Individuals who invest heavily in mutual funds, real estate and IPOs, but do not have a PAN card, will soon get one from the income-tax department. They will have no choice but to accept the card and give this number for at least seven financial transactions. Simply put, they may not be able to use Form 60 in these transactions. Form 60 is a used by those who do not have a PAN to declare certain investments and expenses.
The income-tax department, which is empowered to allot PAN suo-moto, is planning to issue these cards to individuals who do not declare taxable income. They could be out of the tax net and yet, on an investment binge. Information on such investments is also being sourced from third parties including banks and mutual funds through the annual information returns a tool to track tax evaders. However, PAN is missing in several transactions in the AIR, resulting in what are known as orphan entries.
One of the reasons for orphan entries is that high-value investments are being made by individuals who are not filing tax returns.

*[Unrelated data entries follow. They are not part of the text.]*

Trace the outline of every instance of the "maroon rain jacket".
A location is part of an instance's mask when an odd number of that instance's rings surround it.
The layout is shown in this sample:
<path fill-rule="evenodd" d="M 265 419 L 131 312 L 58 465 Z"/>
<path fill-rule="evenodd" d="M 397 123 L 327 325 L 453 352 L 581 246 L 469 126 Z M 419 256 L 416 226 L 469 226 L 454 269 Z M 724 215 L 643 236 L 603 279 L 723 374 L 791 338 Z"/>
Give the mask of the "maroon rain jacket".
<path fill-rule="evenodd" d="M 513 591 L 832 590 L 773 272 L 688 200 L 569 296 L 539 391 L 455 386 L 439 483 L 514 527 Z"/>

If PAN is alloted to this segment, it would be easy to pin down those who have assets disproportionate to their known sources of income, said a senior government official.
The CBDT is finalising the norms for suo-moto allotment of PAN, which was announced in the 2006-07 budget.For starters, those who file income-tax returns have to compulsorily quote their PAN. It is also mandatory to quote PAN in a host of financial transactions such as buying and selling a house valued at over Rs 5 lakh, buying and selling a car, opening a fixed deposit or a post office savings account of over Rs 50,000 and so on. The IT departnment is likely to allot PAN only to those using Form 60.
The legal obligation on individuals to quote PAN has, in fact, been in force for quite some time. The onus of quoting PAN of clients now rests with the third parties filing AIR as well. Seven authorities file AIR. Mutual funds, for instance, list out investors who pay Rs 2 lakh or more to acquire units.
Banks give a list of their clients with cash deposits of over Rs 10 lakh, while credit card companies furnish a list of those who run up bills of over Rs 2 lakh.
Similarly, the registrar of property files AIR on property deals valued at over Rs 30 lakh. The PAN-based data on investments are matched with the individuals tax returns to check of he has evaded or short paid taxes.